The Perfect Husband (My Personal “This Is Us”)

It’s that time of year again… our anniversary. I’ve written about all the frogs I had to kiss on the road to finding my husband (The long and winding road). I’ve also told you the story of how we met (Our story). Like many of you, I’ve become a fan of the show “This Is Us” and I’ve come to realize that Rebecca isn’t the only one with a perfect husband. I’m living my own personal This Is Us story.

If you watch this show, then you have heard Mandy Moore’s character, Rebecca, refer to her husband Jack, as perfect. (Jack is perfectly played by the wonderful Milo Ventimiglia.) Rebecca doesn’t say this flippantly in that way that we throw words around without meaning them or even thinking about them. No, she backs it up with examples.

My Jack is called Joe. And he is also perfect.

I came into this marriage with two teenage girls and a dog. In both cases, you would never know that these had once been mine, not his. The dog fell immediately in love with Joe and I became some woman he used to know. The girls are his stepdaughters, but he would never tell you that. By word and deed, they are as much his daughters as they are mine. He would do anything for them and for me. He has done far more for us than we have for him. I could never list all of the rescues, repairs, and lessons he has provided for my daughters. I could never tally up all the hours he has spent unselfishly doing things for us. And I could never repay him.

Those Three Little Words

Joe knows how important it is to say those three little words… “You’re not fat.”  Years ago, I was watching a show about a woman who weighed several hundred pounds. I asked him if he would leave me if I got that big. He said, “Are you kidding? I’d marry you all over again!” Now that’s true love.

Babies and dogs love him. Joe almost always knows the right thing to say. He will do anything to avoid a fight… so we rarely fight. I certainly can’t complain about that. I’ve never heard anyone say anything bad about him. He’s a great gift giver. He serves his country in the Air Force and serves his city as a firefighter. That’s TWO superhero uniforms he wears.

Jack Pearson (from This is Us) believes that you find your soulmate, you get married, you stay together until you die. Period. Joe is much the same way. There’s no giving up. For years we had a clipping posted on our bulletin board that said “Period. Plain and Simple.” because that’s Joe’s philosophy. Things are simple. No need to complicate them.

We (the teenagers, the dog and I) moved into the house where Joe had once lived alone and we immediately filled it up! We considered moving into something bigger, but we put it off so long that eventually the kids grew up and left and we no longer needed more space. Now I’ve been living here for 15 years and that’s the longest I’ve ever lived anywhere. This man has brought a stability into my life that never existed before. Say what you will about change being good… I have loved having a steady, predictable life for a change (no pun intended).

Maybe “perfect” is too strong a word.

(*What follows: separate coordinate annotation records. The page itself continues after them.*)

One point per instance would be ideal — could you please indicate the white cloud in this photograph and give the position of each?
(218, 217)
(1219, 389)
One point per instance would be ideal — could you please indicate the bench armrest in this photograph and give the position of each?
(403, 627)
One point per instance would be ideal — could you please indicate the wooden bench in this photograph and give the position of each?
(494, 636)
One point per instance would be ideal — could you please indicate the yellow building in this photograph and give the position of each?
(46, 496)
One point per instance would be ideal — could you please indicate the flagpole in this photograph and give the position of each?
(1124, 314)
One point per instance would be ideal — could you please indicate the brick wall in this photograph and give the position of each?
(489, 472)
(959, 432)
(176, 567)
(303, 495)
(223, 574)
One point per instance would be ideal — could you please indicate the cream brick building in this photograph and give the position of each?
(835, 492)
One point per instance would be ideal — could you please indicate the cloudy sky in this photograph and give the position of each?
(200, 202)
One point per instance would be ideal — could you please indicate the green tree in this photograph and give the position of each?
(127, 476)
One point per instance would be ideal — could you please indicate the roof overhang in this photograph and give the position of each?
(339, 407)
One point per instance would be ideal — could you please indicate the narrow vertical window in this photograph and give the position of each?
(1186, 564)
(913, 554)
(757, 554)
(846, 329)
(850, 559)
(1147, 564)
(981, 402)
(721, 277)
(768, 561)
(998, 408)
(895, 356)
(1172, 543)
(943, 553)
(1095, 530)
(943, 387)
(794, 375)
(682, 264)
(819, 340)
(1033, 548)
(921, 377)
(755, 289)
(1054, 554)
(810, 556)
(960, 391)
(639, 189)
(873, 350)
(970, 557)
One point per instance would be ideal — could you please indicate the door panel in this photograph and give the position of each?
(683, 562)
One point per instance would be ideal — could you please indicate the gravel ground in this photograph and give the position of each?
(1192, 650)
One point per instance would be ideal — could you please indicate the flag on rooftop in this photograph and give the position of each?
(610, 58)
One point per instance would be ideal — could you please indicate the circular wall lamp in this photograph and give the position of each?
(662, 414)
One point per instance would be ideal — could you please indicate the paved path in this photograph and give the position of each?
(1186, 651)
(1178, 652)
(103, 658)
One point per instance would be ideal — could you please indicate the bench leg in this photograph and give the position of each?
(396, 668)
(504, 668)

Of course he has a fault or two. For instance… I can’t get an honest opinion from him when I want to know if I look ok before I leave the house. No matter what I look like, he’ll tell me I look beautiful. Any imperfection he may have is far outweighed by the good. Even if he’s not perfect, he’s perfect for me.

Happy anniversary, Joe!




Here We Go Again

Seems like I’ve done this before

If you’re a regular reader of this blog, then you may recall last summer, while my husband was on a short deployment to Bulgaria, yours truly was thrust into the world of manual labor (i.e. yard work). As luck would have it, history repeats itself this month as he is on another brief deployment. If you didn’t read that post, or don’t remember what it said, I highly recommend it. Click here to read it.

I appreciate my husband’s (and all other military members) service to our country. So I’m willing, during these deployments, to step out of my spoiled little bubble to pump my own gas and mow the yard. It’s the least I can do for America. Literally.

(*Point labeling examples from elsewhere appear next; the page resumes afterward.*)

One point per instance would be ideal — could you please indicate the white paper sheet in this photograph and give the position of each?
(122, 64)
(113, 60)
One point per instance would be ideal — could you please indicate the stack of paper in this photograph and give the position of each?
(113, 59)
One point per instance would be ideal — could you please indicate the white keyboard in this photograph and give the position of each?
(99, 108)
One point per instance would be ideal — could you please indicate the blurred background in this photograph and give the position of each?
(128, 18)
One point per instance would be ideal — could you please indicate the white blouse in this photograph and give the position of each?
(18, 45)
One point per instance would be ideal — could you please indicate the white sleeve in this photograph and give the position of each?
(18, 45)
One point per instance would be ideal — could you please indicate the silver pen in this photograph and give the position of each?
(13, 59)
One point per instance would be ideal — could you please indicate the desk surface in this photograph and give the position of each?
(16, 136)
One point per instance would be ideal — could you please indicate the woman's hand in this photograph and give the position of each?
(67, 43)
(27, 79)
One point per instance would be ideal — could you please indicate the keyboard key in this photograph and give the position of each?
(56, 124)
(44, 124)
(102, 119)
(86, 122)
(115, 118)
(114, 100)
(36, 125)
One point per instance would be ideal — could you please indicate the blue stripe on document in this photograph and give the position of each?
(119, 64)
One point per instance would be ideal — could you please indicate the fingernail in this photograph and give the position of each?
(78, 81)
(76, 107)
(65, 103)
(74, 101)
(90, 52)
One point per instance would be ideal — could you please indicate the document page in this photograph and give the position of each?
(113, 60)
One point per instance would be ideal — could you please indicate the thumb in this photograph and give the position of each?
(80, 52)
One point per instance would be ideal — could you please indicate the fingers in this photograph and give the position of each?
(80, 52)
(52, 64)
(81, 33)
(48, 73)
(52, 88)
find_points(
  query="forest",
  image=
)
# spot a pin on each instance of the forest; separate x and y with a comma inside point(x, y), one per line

My husband wanted to cut the grass right before he left, but I was quite insistent that he not do it. It was his last day before a very long flight and that’s not how I wanted him to spend it. When it came time for me to cut the yard, I felt of tinge of regret for that decision. Then a tinge of guilt for the tinge of regret. Et cetera.

Unable to avoid it any longer, and knowing that it was only going to get deeper, I headed outside to tackle the jungle that concealed my backyard. The first thing I did was check the gas tank, which was low. I looked around for the gas can to top it off, but I couldn’t find it anywhere. Again, if you’re a regular reader, you know that I recently organized the shed, so if the gas can was in there, it should have been visible. I decided that I would mow until I ran out of fuel.

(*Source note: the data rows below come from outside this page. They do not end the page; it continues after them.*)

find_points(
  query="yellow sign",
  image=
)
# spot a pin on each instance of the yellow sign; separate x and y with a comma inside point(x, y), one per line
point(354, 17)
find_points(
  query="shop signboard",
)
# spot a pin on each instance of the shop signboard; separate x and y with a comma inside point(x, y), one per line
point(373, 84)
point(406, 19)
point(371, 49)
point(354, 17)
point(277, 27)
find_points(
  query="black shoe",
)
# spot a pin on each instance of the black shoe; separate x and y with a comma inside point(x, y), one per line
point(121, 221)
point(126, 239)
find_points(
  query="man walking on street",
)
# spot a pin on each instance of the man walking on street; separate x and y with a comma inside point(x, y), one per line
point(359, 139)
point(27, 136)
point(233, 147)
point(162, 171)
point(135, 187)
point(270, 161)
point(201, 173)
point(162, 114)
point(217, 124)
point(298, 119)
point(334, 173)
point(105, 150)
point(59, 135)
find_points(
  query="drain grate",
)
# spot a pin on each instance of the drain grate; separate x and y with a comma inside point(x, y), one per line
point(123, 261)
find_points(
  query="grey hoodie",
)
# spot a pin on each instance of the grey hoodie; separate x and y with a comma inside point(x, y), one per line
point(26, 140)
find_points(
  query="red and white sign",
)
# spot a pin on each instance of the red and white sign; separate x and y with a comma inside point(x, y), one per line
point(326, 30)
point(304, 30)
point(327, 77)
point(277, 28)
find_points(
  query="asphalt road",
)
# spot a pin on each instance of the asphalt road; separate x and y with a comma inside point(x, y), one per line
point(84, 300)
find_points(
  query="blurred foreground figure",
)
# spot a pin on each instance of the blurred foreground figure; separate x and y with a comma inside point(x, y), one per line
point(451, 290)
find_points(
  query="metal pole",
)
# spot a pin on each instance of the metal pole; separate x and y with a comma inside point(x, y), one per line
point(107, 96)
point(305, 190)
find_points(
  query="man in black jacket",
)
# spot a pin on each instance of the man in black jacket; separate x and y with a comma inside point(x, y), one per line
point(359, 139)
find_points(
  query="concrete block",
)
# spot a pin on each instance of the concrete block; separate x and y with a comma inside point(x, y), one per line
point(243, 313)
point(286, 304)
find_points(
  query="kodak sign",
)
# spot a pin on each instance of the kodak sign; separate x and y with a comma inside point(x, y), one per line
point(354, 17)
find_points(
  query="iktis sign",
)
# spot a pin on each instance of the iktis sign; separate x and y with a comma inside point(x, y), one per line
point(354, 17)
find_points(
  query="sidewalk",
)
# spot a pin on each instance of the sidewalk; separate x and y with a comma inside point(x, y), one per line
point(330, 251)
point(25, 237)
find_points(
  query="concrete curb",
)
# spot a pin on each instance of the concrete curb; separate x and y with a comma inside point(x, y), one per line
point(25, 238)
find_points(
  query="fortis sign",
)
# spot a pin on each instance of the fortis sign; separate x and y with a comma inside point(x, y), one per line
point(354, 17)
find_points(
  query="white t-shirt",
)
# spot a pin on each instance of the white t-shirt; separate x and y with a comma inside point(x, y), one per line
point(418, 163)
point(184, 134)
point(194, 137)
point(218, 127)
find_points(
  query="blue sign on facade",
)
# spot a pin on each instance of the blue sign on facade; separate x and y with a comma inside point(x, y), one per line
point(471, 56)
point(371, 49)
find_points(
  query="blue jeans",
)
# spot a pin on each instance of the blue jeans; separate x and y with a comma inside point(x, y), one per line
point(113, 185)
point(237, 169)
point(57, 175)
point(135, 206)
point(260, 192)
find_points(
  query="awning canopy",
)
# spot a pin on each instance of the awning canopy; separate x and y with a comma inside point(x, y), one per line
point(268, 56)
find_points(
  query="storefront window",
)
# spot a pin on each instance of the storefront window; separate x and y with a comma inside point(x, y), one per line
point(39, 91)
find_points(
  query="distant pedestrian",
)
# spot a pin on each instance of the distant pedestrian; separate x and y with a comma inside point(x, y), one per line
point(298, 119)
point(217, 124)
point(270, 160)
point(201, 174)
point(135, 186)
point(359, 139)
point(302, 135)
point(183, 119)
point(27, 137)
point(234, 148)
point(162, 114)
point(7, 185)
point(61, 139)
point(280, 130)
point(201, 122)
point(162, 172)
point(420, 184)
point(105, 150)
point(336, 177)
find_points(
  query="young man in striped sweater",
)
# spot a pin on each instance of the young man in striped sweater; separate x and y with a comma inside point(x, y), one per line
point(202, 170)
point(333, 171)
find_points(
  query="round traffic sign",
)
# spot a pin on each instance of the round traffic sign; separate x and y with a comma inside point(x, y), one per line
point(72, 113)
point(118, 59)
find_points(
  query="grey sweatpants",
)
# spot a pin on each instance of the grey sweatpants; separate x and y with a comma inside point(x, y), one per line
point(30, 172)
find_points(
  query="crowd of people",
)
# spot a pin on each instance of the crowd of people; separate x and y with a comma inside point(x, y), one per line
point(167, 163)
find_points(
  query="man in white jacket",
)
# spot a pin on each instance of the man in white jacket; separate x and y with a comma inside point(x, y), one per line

Certain that I would run out of gas before the job was complete, I waited for that sputtering sound that would warn me that my mowing time was nearly up. I wondered who I would ask to finish it off and come back to mow again, as needed, until my husband returns. He’d already told me that I couldn’t call the hot guy who used to do our yard because he charges too much. If you saw him… uh, I mean if you saw his work, you’d agree that he’s worth every dime.

The one time you hope to run out of gas…

Still waiting for the sputter, I glanced at the shed, from just the right angle, and noticed that little red gas can hiding in a corner. Dang it! If there’s gas in that thing, I’m going to have to finish the yard. And there was. And I did. And I have the shoes to prove it.

green shoes

I also have the little green dog to prove it.

green dog


Hitched Without a Hitch

There’s an old saying, “the wedding went off without a hitch” meaning everything went as planned. There’s another saying that when a couple gets married, they get “hitched.” In the case of my daughter and son-in-law, they got hitched without a hitch.

I’ve heard so many disaster stories of weddings gone wrong. I have a friend whose cake fell apart upon delivery. Another friend got a big hug from the flower girl (who was wearing makeup) right before the wedding, leaving a lot of her makeup on the dress. In each case, the bride took it very well. They both said, “It’s OK. I’m getting married today!” I don’t think I would have handled that so well.

So many things could have gone wrong. When there are kids in a wedding, there’s always a risk that they’ll go rogue. But the flower girls and ringbearers did their jobs perfectly. Nothing fell. No one fainted. No one said “I don’t.” It’s not enough to say that nothing went wrong. I wish I could list the thousand things that went right. The weather, the pre-wedding music, the dress, the hair, the make up, the vows, the bubbles and the horse drawn carriage. The perfection spilled over to the reception with fantastic food, family and friends dancing to great music.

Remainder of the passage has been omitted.